The Lord our God is like a spring of living water to His people. We don't control Him; He's simply there for us with His goodness and grace. But we and our spiritual ancestors the Jews wanted gods they could control, that were like cisterns they'd dug and lined themselves.

When I was in college, I took a course or two on North American Indian Anthropology. And I remember my Anthro professor telling us that the gods and totems of the various tribes were expressions of how they wanted to see themselves. A tribe wanted to regard themselves as fierce like the bear or all-seeing like the eagle or cunning like the fox, so the bear-spirit or the eagle-spirit or the fox-spirit were what they worshipped. Yes, there was the idea of a Great Spirit, just like the nations of the ancient Near East acknowledged a God Most High. But for pagan peoples throughout history, that Spirit or God wasn't the One you really worshipped. No, you made your offering to Baal, the storm god, or Ashtoreth, the goddess of sex and fertility. And you could feel proud of yourself, because your nation was strong like Baal and prolific like Ashtoreth. And even when you feared your deities, you could bribe them to do what you wanted by offering the right sacrifices-- like burning one of your own children alive in the ritual fire, then the deity really had to listen. Besides, wasn't it great to worship gods where sleeping with temple prostitutes was part of the liturgy? I mean, talk about a worship experience!
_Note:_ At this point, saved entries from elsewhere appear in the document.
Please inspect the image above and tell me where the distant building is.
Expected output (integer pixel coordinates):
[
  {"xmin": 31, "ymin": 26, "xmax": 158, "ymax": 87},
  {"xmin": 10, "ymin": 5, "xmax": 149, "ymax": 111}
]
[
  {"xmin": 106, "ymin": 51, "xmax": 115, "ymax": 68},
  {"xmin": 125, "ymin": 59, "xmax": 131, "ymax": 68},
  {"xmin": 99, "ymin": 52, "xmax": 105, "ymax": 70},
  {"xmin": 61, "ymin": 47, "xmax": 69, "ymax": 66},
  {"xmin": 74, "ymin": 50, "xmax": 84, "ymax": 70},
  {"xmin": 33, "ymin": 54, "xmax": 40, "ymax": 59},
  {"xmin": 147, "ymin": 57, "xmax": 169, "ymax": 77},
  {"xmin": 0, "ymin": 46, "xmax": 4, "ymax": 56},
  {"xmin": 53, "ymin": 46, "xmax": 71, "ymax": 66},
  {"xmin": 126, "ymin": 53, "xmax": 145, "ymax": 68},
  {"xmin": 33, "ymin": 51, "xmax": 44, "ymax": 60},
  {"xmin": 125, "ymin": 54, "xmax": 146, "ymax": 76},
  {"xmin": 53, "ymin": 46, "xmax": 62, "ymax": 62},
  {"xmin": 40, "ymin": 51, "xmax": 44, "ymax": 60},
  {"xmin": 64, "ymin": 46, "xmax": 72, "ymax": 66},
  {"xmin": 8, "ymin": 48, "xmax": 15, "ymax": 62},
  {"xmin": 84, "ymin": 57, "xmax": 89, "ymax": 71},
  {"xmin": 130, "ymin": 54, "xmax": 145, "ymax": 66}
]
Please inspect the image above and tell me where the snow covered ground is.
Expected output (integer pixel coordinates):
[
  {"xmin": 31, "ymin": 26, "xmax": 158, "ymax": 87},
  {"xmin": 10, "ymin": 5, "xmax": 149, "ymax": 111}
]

So if you're an Israelite with this going on all around you, your inborn human desire for novelty and change and control could and did lure you away from the Lord. Even though He was the One who really did give you all that was pleasant and good. Even though you were throwing yourself right into the dead metal arms of worthless idols. Even though you were deserting the One who'd saved you and turning to different gods, who were not gods at all.
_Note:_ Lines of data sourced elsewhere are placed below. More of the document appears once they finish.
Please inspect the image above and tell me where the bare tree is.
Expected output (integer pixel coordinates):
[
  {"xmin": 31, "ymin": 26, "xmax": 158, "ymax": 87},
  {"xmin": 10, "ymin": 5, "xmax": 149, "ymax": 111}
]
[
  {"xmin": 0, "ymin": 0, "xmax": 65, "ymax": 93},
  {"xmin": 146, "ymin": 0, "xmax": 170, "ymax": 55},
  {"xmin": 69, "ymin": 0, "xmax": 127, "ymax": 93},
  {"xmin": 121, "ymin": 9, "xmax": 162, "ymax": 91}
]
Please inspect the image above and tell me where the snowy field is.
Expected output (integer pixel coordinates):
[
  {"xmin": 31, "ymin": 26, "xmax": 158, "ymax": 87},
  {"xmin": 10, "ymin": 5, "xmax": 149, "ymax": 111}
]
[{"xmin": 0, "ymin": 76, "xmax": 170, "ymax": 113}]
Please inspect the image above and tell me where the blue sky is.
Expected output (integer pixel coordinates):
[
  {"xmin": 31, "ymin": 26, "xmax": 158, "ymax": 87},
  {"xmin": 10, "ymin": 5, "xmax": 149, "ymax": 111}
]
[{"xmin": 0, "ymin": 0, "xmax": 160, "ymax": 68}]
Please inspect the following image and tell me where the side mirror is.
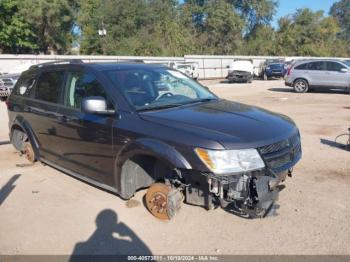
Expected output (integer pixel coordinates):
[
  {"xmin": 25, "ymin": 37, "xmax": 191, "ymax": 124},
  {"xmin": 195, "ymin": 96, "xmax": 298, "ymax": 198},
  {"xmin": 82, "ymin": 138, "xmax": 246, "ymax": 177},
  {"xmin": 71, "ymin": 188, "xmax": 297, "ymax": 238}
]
[
  {"xmin": 340, "ymin": 68, "xmax": 348, "ymax": 73},
  {"xmin": 81, "ymin": 96, "xmax": 115, "ymax": 115}
]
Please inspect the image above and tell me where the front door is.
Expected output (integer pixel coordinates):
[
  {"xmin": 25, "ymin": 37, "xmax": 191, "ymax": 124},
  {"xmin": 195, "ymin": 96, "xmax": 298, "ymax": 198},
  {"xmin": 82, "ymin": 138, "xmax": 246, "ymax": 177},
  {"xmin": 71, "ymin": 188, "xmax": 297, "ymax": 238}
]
[
  {"xmin": 55, "ymin": 70, "xmax": 116, "ymax": 186},
  {"xmin": 325, "ymin": 61, "xmax": 350, "ymax": 88}
]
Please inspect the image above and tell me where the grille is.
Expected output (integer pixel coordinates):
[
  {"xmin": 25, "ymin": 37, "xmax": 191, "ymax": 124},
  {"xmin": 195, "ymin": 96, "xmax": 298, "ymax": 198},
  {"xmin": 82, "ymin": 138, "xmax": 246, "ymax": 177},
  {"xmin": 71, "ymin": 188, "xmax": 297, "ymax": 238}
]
[
  {"xmin": 0, "ymin": 78, "xmax": 14, "ymax": 87},
  {"xmin": 258, "ymin": 133, "xmax": 301, "ymax": 172}
]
How could the Lord not judge His people? How could He not take them into exile? They had to learn that He alone was Lord and God, that He was their Life, their Hope, and their Glory. Not for their sake alone, but for the sake of all of us who would one day come to believe in Jesus, the promised Messiah of Israel. God had to change them from idolatry back into His people.

And in the fullness of time, our Lord Christ, the Son of David, the promised Savior, was born into this world. And things were better, in a way. At least Jesus didn't have to combat open idolatry as Jeremiah or Elijah did. No, the anti-God change in Israel was more subtle. The Jewish leaders in Jesus' day didn't worship Baal, but something even more deceptive: They worshipped their own ability to keep the Law of God. They depended on their own capacity to be righteous as God is righteous. Their teaching was that if every Jew could keep all the ordinances of the Law all day for just one day, the kingdom of God would come. But here comes Jesus proclaiming that now that He's here, the kingdom of God has arrived! And preaching and pronouncing and doing miracles as if He Himself is the divine King! That was a change they couldn't accept, and it got Him crucified.
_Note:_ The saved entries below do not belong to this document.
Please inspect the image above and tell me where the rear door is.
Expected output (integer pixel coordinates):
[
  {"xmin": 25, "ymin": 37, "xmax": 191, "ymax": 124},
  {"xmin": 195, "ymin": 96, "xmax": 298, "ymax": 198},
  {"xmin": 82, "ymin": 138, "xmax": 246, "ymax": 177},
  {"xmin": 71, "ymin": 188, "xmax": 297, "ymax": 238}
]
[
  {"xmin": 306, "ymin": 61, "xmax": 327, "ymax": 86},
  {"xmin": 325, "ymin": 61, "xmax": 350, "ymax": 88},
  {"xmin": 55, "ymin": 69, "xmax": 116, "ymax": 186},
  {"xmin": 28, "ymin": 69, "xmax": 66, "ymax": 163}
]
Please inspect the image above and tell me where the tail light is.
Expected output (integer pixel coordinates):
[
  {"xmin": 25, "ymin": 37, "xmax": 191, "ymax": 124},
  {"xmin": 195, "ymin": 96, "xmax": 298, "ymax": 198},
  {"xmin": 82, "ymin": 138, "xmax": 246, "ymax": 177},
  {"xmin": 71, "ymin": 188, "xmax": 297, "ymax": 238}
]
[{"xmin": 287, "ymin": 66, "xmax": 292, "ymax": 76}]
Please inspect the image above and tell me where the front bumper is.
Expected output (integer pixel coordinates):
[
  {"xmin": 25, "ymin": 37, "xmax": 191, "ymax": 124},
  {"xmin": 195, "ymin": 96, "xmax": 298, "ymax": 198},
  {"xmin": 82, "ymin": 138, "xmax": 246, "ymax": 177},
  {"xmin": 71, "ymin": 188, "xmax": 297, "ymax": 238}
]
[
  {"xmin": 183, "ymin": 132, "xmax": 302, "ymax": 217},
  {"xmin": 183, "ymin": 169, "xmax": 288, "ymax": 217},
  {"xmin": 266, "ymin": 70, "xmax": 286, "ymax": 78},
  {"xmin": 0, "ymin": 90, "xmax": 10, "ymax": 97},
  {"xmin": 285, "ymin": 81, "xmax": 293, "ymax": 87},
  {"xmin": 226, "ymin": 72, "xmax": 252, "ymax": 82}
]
But you know, that was God's plan all along. And far from being a victim, Jesus Christ took His throne on that cross and shed His blood to pay for the sins of you and me. He took the punishment for all our idolatries, for all our disobedience, for all the times we turn our back on the Lord our God. In His rising again we have new and eternal life through Him. This is God's one and only plan for the salvation of mankind. This is the Gospel St. Paul and all the apostles preached throughout the Roman world and beyond. Repent and believe that Jesus perfectly kept the Law for you! Accept the forgiveness that He won for you on the cross! If you're Jewish, turn from your failed attempts to follow all the ordinances and statutes of Moses and depend on Christ alone! If you're a Gentile pagan, turn from your worthless idols and believe in the Son of the one, true, and everliving God! This change is good!

This message was for the Galatians and it's for us today. We, too, were in the slavery of sin until Jesus saved us by His blood. We, too, worshipped worthless idols of our own making. We needed and every day need the change only Christ can give.

But somehow we all keep hankering after the kind of change we can control. Paul is upset and angry with the Galatians because they have "so quickly desert[ed] the one who called them by the grace of Christ and [have turned] to a different gospel-- which is really no gospel at all." This gospel is what we read in verses 3 and 4: It's the good news of "Jesus Christ, who gave himself for our sins to rescue us from the present evil age, according to the will of our God and Father."

Now, who is this one Paul says they've turned from, in verse 6? Some might say it's the Apostle Paul himself. But the following verses contradict that. Paul says that even if he himself should come preaching a gospel other than redemption and forgiveness of sins in the shed blood of Jesus Christ, "let him be eternally condemned!" Or, more bluntly-speaking, may he go straight to hell! No, verse 3 of chapter 3 tells us it was God the Holy Spirit who had called the Galatians into faith in Christ, and He's the One who calls us. It says, "Are you so foolish? After beginning with the Spirit, are you now trying to attain your goal by human effort?"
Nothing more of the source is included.